Me today with my dog/friend Ben.

One dog I shall always remember was Puddles, he was a little black and white male rat terrier, I gave him his name because when he was a puppy he made puddles on the back porch floor, no he was not allowed inside, as a little kid I thought that was so funny, my mother did not agree. She told me not to let him inside the house. We had a large screened in back porch with one end closed off so rain would not plow in and Puddles could stay dry and comfortable.

I walked a little over half a mile to school and Puddles would follow me. One day for some reason he was out in the road and a dump truck ran over him. This nice young man stopped and asked: "Is this your dog?" and I said: "Yes." He said: "I am sorry, I will bury him for you," That was a sad day, I will always remember it, I was about 7 years old then.

To me animals and people just go together, if we will ever truly understand this I don't know, the reason for this may always be a mystery, we complement one another. They make a lot of sacrifices for humanity!

Right now I have a little 6 year old Shih Tzu, thank you Jill! I could write a book about Ben, but I wont, I brought his up to have 'Lots of Self Esteem' and that he has along with character plus!

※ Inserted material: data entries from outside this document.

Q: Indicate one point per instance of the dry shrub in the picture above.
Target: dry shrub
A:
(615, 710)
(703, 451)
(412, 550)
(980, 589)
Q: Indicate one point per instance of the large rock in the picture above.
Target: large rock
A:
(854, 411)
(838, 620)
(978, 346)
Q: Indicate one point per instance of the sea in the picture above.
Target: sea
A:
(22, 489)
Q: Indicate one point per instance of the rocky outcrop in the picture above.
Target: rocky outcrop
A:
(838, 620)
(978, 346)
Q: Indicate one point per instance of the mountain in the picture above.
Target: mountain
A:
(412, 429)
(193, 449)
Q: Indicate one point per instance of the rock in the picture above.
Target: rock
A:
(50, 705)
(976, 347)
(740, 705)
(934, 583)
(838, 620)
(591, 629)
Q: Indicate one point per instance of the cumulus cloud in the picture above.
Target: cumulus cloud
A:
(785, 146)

My sister Carole with Cash.

Cash has quite the personality, he is an Old English Sheep Dog. Our great Aunt and Uncle had one they loved, his name was Jim, we kept jim one summer while they were in Maine on the island. Jims eyes were covered with hair, I use to be amazed at how well he got around. I use to pull the hair back and look at his blue eyes and the arear aroud them was very pink.

Ben after a hard day!

I like the Tibetan breed of dogs, but then I am fascinated by Tibet, always have been! A lot of people think the Shih Tzu is a Chinese breed, but no it is Tibetan, originally they were gifts to the Chinese royalty.

I love Tibetan Spaniels, if I had the room I would like to have a passel of them!

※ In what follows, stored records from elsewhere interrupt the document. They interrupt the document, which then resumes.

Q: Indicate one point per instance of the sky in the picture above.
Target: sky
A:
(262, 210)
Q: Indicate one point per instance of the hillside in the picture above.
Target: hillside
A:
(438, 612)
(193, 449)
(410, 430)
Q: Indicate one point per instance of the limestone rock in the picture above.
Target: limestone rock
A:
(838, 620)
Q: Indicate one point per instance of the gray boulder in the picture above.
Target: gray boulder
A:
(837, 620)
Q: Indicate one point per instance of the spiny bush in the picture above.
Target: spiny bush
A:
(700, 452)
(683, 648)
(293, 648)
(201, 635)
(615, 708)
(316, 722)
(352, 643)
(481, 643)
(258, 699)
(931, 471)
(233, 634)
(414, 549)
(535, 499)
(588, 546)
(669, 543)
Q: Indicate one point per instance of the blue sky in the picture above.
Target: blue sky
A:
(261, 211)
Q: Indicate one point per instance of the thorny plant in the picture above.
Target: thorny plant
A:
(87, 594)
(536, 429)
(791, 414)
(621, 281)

This is my friend Ben, he is a cool cat!

Ever thought how a Shih Tzu looks like an 'Ewok' ( Star Wars )? Some times they even act like them! Bens eyes are only green when he is thinking of what kind of mischief he can get into next!


Tibetan Spaniels


Tibetan Spaniel Breed Description


The Tibetan Spaniel is a double coat breed. The outer coat is of medium length and is silky, soft, and flat. The under coat is dense and soft in texture and provides warmth as well as protection from the sun. They have feathering on the tail, ears, and backs of legs. There is a longer mane of hair at the neck. The coat comes in a wide variety of colors such as cream, fawn, white, red, gold, black, and black and tan. This breed is an average sheder that sheds their undercoat twice a year.


Tibetan Spaniels originated in the Himalayan Mountains of Tibet over 2000 years ago. They were owned and bred by Buddhist monks and were never sold. The Tibetan Spaniels only left the monasteries as treasured gifts to esteemed and honored friends or royal houses. Considered to be one of the oldest breeds, they were used as a watchdog as well as for keeping their owner warm in extreme cold.

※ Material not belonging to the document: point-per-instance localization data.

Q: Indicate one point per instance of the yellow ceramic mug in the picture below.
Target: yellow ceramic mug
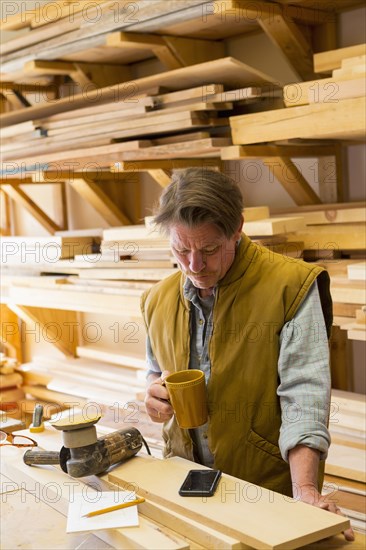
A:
(187, 393)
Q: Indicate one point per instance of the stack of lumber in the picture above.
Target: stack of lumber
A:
(18, 407)
(168, 521)
(332, 231)
(11, 391)
(25, 250)
(356, 330)
(59, 380)
(226, 71)
(135, 123)
(345, 467)
(327, 108)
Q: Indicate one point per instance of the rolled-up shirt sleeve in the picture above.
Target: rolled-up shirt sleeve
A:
(304, 374)
(151, 363)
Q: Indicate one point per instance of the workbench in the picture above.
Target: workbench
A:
(35, 503)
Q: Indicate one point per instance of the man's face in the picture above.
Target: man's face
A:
(203, 253)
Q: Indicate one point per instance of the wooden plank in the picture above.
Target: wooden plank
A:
(73, 300)
(346, 462)
(209, 147)
(348, 292)
(174, 164)
(5, 214)
(161, 176)
(336, 237)
(226, 71)
(104, 354)
(287, 35)
(357, 271)
(343, 120)
(331, 175)
(327, 90)
(254, 213)
(291, 178)
(273, 226)
(95, 196)
(10, 334)
(128, 274)
(51, 326)
(237, 152)
(338, 212)
(22, 199)
(328, 61)
(205, 92)
(199, 533)
(290, 525)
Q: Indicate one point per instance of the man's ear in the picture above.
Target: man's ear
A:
(240, 228)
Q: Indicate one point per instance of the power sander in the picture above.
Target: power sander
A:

Commonly referred to as the "Tibbie", this breed is relatively rare and primitive. The Tibetan Spaniel is active, small, and alert. They are appropriately and affectionately called "little lion" due to being tender and also tough. This Oriental breed exudes an exotic charm and makes a lovely companion.


The Tibetan Spaniel is a highly intelligent breed and is deeply devoted to their family and friends. They thrive on human companionship, are extremely sensitive, and will respond to their owner's moods, emotions, and feelings. They do best with older, considerate, well-behaved children. This breed is generally aloof with strangers but is never aggressive. They get along very well with other pets. The Tibetan Spaniel will vigorously alert their family to any unusual event, sound, or to visitors. They are excellent watchdogs that are neither nervous nor hyper. This breed is not only a lap dog but also likes to sleep in bed with their owners. The Tibetan Spaniel likes to be up high so they are able to survey their surroundings.

Robert & Carole Gray
dog, rip jr.


Tibetan Spaniels require brushing once a week. It is important to pay careful attention to the hair behind the ears as it knots quite easily. When bathing the Tibetan Spaniel a mild shampoo is recommended. They must be rinsed thoroughly of all residues to prevent dry skin that may lead to itching and scratching. They are prone to a myriad of health issues such as PRA, weeping eye, cherry eye, allergies, low tolerance to anesthesia, and hip and elbow dysplasia.


The Shih Tzu description.


The Shih Tzu has a long, dense, and abundant double-coat. The luxurious and profuse outer-coat often sweeps the ground, and may be slightly wavy. The under-coat is woolly and soft in texture. The long hair on top of the head is typically placed into a topknot to prevent eye irritation. The Shih Tzu coat varies widely in color. They are minimal shedders and are considered hypoallergenic.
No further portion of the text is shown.